For the second child, the program will cover 50 percent of the “qualified cost,” which amounts to a reduction. The city program has many families with two children.

“For new families [entering the program], it goes into effect right away,” Ritter said. “For existing families, they are good [at the current rate] and qualified through next May. At the May 1 application deadline, the existing families will get 100 percent for the first child and 80 percent for the second child.”

She said the board decided to give a greater second-child percentage to families currently enrolled in the program because “they’ve already been in our system and our board felt like we owed an obligation to them.”

Last year, Kids First had to reduce its poverty level income cap from 560 percent to 400 percent, which left some eligible families to fend for themselves. Kids First also increased the share that families must pay for child care from the range of 10-15 percent to 14-16 percent.

“We are trying to more closely align our expenditures with our revenues,” Ritter said. “A year ago, we said, ‘Let’s try these things first. Maybe that will be enough.’ But it wasn’t.”

She said the board could have instituted other changes to reduce expenditures but decided against it. Those possibilities include a cap on the number of participating families and a waiting list.

In addition to reducing its income cap to 185 percent of the federal poverty level last January, the county set a 13-family cap on its program, which resulted in a waiting list.

“The Kids First board didn’t want to do a waiting list,” Ritter said. “We don’t cap [the number of participating families], and we take all the families that qualify.”

If there’s a silver lining in the cloudy child care funding picture, it is in the budget for the county’s CCCAP program. That’s because the county’s proposed 2012 budget includes $27,000 more for the program than it did last year, a figure that could possibly rise before the budget is finalized.
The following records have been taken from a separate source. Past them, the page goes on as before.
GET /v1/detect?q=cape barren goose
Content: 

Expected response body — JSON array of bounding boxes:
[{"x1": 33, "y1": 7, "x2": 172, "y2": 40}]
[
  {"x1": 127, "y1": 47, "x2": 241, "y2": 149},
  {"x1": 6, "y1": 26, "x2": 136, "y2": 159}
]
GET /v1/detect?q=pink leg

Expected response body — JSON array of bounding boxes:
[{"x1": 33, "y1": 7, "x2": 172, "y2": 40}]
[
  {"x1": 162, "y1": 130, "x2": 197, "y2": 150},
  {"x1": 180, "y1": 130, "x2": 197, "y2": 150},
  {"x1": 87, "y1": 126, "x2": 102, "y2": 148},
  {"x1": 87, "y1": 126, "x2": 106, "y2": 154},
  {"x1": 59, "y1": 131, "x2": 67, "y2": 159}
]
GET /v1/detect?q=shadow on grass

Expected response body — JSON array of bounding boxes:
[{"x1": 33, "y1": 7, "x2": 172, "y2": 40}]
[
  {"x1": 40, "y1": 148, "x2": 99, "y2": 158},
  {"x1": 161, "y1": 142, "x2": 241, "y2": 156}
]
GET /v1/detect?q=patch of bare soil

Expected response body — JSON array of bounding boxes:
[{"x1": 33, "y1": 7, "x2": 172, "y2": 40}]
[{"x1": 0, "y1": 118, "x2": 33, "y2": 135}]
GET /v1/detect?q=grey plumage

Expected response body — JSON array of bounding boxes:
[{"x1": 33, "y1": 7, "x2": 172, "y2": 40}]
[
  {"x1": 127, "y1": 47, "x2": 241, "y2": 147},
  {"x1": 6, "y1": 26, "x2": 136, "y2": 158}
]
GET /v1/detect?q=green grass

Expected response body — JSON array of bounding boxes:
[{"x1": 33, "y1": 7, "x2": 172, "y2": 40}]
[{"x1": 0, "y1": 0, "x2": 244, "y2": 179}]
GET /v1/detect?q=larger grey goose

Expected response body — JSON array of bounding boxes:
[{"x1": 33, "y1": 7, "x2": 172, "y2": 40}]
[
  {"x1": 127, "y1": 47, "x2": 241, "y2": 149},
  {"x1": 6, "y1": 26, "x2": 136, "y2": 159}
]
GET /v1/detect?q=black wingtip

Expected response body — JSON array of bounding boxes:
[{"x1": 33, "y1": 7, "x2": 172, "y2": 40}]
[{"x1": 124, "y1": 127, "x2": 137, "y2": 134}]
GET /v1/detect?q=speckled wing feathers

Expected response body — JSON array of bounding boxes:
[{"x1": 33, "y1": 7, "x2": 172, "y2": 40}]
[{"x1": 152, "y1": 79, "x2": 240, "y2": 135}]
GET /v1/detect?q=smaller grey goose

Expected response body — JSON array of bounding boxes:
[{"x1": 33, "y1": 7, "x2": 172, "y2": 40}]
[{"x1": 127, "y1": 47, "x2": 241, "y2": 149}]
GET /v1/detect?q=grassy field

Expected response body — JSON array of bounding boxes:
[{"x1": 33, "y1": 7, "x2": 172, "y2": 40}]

There’s also a recommendation from staff to lift the 13-family cap, a move that might help Kids First, given the fact that families that don’t meet county guidelines or are put on a waiting list are often referred to Kids First. Currently there are three families on the county’s waiting list.

“Policy decisions [on child-care funding] that are made by the county or by the city affect each other,” said Nan Sundeen, the county’s director of health and human services. “We’re still trying to work that out. In tough economic times, how does each jurisdiction make the most prudent and supportive decision that they can make?”

County commissioners will meet on Oct. 31 to go into greater depth on the budget for the county’s share of CCCAP funding. Decisions won’t become official until December, when commissioners adopt next year’s budget.